All of the Shares are being sold by the Company. The offering price to the public of the Shares is $1.75 per share, and the Underwriter
has agreed to purchase the Shares from the Company pursuant to the Underwriting Agreement at a price of $1.6275 per share. After
underwriting discounts and commissions, the Company expects to receive net proceeds from the offering of $4,437,000.
Pursuant
to the Underwriting Agreement, the Company, in connection with the offering, agreed to issue to the Underwriter warrants to purchase
up to 171,429 shares of Common Stock, or 6% of the number of shares of Common Stock sold in the offering (the “Underwriter
Warrants” and together with the shares issuable upon exercise of the Underwriter Warrants, the “Underwriter Securities”).
The Underwriter Warrants will be exercisable at any time and from time to time, in whole or in part, following the date of issuance
and ending five years from the date of the execution of the Underwriting Agreement, at a price per share equal to $2.1875 (125%
of the offering price to the public per Share).
The
Shares will be issued pursuant to the Company’s shelf registration statement on Form S-3 (Registration Statement No. 333-223130)

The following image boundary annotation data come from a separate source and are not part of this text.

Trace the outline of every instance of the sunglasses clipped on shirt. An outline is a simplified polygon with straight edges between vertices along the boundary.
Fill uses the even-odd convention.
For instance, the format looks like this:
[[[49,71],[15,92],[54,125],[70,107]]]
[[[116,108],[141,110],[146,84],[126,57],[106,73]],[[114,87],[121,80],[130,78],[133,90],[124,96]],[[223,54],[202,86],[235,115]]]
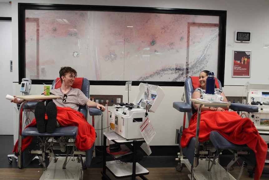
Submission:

previously filed with the Securities and Exchange Commission (the “Commission”) and declared effective by the Commission
on February 23, 2018. A preliminary prospectus supplement and prospectus supplement and the accompanying prospectus relating to
the offering have been filed with the Commission. The offering is expected to close on or about April 2, 2018, subject to satisfaction
of customary closing conditions.
A
copy of the legal opinion and consent of Haynes and Boone, LLP relating to the validity of the issuance and sale of the Shares
is attached as Exhibit 5.1 hereto.
The
Underwriting Agreement contains customary representations and warranties, agreements and obligations, conditions to closing and
termination provisions. The Underwriting Agreement provides for indemnification by the Underwriter of the Company, its directors
and certain of its executive officers, and by the Company of the Underwriter, for certain liabilities, including liabilities arising
under the Securities Act of 1933, as amended, and affords certain rights of contribution with respect thereto. The foregoing description
of the Underwriting Agreement is qualified in its entirety by reference to the Underwriting Agreement, which is attached as Exhibit
1.1 hereto and incorporated by reference herein.
Waiver
Agreement
As
previously reported, on November 28, 2017, the Company entered into a Securities Purchase Agreement (the “Series D Purchase
Agreement”) with an institutional accredited investor (the “Series D Investor”) pursuant to which the Company
issued and sold 750 shares of its Series D Convertible Preferred Stock (the “Series D Preferred Stock”), which was
amended on February 21, 2018, and on February 26, 2018. Pursuant to the Series D Purchase Agreement and the certificate of designation
for the Series D Preferred Stock, the purchasers of Series D Preferred Stock have the option, subject to certain limitations,
to exchange their Series D Preferred Stock into the securities issued in a subsequent offering (the “Series D Exchange Right”).
On
March 28, 2018, the Company and the Series D Investor entered into a waiver agreement (the “Waiver Agreement”) which
provides that (i) the Series D Exchange Right would not be applicable to a subsequent financing consisting solely of shares of
common stock publicly registered on Form S-3 for gross proceeds to the Company of up to $5,000,000, to be consummated by not later
than April 3, 2018 (the “Offering”), such that no share of Series D Preferred Stock will be exchanged for securities
being offered in the Offering, (ii) the Company’s obligation to use 15% of the proceeds from any subsequent offering of
the Company’s securities that is not an offering of the Company’s common stock or common stock equivalents for gross
proceeds of at least $8 million to redeem the outstanding shares of the Series C Convertible Preferred Stock (the “Series
C Preferred Stock”) held by the Series D Investor would not be applicable to the Offering, (iii) the Company shall reduce
the conversion price of the Series D Preferred Stock to the lowest effective price per share at which shares of the Company’s
common stock sold in the Offering, and (iv) the Company shall use $300,000 of the proceeds from the Offering to redeem outstanding
shares of Series C Preferred Stock held by the Series D Investor at a per share purchase price equal to the stated value of the
Series C Preferred Stock.
The
foregoing description of the Waiver Agreement does not purport to be complete and is qualified in its entirety by reference to
the full text of the Waiver Agreement, a copy of which is attached hereto as Exhibit 10.1 and incorporated herein by reference.